Similarly, you will find some other output files such as ‘gene_presence_absence.csv‘, ‘accessory_binary_genes.fa.newick‘. ‘roary_plots.py’ script (written by Marco Galardini) will be used to visualize the results, which is present inside the directory named contrib in the main roary directory. Open the terminal, go into the tutorial directory (where all the result files are present) and type the following:

$ cd tutorial
$ /home/user/Downloads/roary/contrib/roary_plots/roary_plots.py accessory_binary_genes.fa.newick gene_presence_absence.csv

You will see three png files that will be added in the same tutorial directory: pangenome_frequence.png (Fig. 1), pangenome_matrix.png (Fig. 2), and pangenome_pie.png (Fig. 3) as shown below.

Fig. 1 showing the number of genes present in each genome sequence.

Fig. 2 Gene clusters.

Fig. 3 represents a pie chart showing different genes present in the genome sequences.

Additionally, you can also visualize the Newick file in phylogeny software such as Mega for further analysis.

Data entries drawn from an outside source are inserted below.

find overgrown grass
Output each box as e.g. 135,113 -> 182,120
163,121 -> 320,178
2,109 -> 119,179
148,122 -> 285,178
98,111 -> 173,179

This article demonstrated the creation of a pangenome of isolated genome sequences using roary. In case of any queries, please write to us at [email protected] or [email protected]

References

1. Page, A. J., Cummins, C. A., Hunt, M., Wong, V. K., Reuter, S., Holden, M. T., … & Parkhill, J. (2015). Roary: rapid large-scale prokaryote pan genome analysis. Bioinformatics, 31(22), 3691-3693.
2. Seemann, T. (2014). Prokka: rapid prokaryotic genome annotation. Bioinformatics, 30(14), 2068-2069.
3. Altschul, S.F., Gish, W., Miller, W., Myers, E.W. & Lipman, D.J. (1990) “Basic local alignment search tool.” J. Mol. Biol. 215:403-410.
4. Dongen S van. Graph Clustering by Flow Simulation. University of Utrecht; 2000.